I want to detect sign change of my data using either pandas or numpy. I want to count the number(s) of id which changes sign of y between two immediate TIMESTEP values (eg. for 2800 and 2900 TIMESTEPs, id 313 has changed sign (y becomes negative). I have tried the below code by counting negatives and then using drop duplicate but that again not efficient and correct.

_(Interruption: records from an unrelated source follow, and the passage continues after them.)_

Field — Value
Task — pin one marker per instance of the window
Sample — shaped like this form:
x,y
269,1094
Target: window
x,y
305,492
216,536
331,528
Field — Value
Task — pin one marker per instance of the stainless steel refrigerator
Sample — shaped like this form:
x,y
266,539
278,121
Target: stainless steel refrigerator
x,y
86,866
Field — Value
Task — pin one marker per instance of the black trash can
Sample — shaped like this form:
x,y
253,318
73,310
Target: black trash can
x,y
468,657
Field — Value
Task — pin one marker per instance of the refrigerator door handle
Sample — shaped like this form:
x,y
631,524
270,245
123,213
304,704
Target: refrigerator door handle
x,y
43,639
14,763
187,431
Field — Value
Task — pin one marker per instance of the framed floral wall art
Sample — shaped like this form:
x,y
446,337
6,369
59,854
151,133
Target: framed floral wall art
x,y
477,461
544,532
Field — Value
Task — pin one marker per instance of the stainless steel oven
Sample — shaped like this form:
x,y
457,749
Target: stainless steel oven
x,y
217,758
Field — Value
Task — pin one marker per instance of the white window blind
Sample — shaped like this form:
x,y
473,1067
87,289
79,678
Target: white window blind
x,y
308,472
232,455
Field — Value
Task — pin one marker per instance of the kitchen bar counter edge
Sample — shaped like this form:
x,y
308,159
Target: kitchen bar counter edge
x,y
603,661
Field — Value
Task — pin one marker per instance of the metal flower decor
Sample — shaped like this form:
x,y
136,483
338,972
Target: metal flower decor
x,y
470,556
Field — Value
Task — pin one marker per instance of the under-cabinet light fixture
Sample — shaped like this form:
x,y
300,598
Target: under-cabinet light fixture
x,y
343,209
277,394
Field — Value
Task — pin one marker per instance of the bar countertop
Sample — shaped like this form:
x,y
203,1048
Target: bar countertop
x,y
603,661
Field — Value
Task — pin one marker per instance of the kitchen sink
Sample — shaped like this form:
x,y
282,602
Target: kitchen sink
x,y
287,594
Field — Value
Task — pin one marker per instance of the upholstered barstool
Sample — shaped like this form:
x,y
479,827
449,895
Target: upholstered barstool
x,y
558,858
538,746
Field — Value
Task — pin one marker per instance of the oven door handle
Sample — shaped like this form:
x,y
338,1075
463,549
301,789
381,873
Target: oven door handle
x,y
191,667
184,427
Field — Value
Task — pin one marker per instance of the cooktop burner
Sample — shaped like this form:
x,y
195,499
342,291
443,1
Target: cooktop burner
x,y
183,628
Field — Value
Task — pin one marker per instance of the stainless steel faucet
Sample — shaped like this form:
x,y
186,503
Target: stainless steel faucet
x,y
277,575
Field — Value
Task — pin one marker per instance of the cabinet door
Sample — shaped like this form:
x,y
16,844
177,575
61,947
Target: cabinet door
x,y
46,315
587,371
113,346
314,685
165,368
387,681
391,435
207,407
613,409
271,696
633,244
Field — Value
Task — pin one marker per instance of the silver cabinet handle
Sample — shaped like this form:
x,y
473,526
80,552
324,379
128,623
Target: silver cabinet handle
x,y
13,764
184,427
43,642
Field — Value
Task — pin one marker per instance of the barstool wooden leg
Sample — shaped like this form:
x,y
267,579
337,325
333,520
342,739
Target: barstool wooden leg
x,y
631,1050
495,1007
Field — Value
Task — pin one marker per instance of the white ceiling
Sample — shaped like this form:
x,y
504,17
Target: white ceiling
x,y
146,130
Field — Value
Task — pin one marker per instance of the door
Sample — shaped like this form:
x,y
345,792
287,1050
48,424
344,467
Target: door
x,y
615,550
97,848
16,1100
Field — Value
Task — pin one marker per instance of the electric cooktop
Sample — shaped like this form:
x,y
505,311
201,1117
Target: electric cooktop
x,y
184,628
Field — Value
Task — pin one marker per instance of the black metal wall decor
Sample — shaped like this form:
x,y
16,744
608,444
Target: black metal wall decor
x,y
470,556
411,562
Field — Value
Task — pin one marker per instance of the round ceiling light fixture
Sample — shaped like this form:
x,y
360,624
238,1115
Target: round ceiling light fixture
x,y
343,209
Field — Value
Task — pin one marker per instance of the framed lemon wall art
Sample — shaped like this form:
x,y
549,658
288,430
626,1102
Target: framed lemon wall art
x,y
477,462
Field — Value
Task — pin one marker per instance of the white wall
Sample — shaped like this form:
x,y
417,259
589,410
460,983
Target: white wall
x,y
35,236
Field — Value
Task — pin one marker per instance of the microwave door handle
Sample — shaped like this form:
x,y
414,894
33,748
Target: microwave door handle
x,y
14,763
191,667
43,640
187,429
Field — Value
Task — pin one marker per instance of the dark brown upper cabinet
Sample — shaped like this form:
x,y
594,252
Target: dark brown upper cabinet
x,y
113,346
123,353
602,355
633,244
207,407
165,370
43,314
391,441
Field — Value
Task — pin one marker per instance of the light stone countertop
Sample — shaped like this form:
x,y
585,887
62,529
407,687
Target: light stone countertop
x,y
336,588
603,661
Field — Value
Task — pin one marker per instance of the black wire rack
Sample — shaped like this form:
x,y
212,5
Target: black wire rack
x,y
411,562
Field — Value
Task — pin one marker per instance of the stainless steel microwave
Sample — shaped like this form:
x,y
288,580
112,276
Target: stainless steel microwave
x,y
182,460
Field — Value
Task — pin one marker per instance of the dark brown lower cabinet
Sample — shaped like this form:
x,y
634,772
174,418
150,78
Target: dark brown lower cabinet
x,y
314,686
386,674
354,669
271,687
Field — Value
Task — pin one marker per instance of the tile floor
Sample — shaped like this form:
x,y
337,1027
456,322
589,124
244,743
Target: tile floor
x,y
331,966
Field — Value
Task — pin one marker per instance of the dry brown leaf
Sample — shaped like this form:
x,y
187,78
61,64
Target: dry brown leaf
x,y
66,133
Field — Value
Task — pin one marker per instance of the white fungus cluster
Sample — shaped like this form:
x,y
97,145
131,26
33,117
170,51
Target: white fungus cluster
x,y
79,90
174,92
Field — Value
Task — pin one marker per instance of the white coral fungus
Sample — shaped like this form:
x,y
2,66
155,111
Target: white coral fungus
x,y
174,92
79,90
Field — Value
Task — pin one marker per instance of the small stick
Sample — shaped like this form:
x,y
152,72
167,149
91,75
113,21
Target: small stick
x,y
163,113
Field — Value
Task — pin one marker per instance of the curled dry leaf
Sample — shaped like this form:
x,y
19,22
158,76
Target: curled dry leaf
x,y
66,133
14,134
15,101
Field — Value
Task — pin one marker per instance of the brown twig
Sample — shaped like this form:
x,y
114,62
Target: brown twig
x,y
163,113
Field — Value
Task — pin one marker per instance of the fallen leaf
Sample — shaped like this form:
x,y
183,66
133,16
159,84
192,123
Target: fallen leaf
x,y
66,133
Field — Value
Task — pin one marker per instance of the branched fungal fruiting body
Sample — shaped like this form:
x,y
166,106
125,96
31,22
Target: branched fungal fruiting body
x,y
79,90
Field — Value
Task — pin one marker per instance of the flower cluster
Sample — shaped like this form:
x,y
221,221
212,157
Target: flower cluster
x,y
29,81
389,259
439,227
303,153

df_negatives0 = df0.query('y < 0')
df_nonduplicate0=df_negatives0.drop_duplicates(subset=["id"])
My dataset:
TIMESTEP id mass y
0 42 0.755047 0.489375
0 245 0.723805 0.479446
0 344 0.675664 0.463363
...
...
2800 313 0.795699 0.00492984
2800 425 0.68311 0.282356
2900 42 0.755047 0.424421
2900 245 0.723805 0.0378489
2900 344 0.675664 0.127917
2900 313 0.795699 -0.0149792
2900 425 0.68311 0.273884
...
...
upto
10000000
My desired data:
TIMESTEP id_count mass
2900 1 0.795699
...
...
500000 2 0.85245 + 0.54852 (i want to sum the masses if id count is more than one)
...
...
upto
10000000
There is a dedicated function in numpy np.sign (thanks to @Asclepius for flagging an error in previous version of this answer) and for sign change from one row to the next, it's possible to use the .diff method:
from numpy import sign
from pandas import DataFrame
df = DataFrame([-2, 0, -1, 3, -2], columns=["x"])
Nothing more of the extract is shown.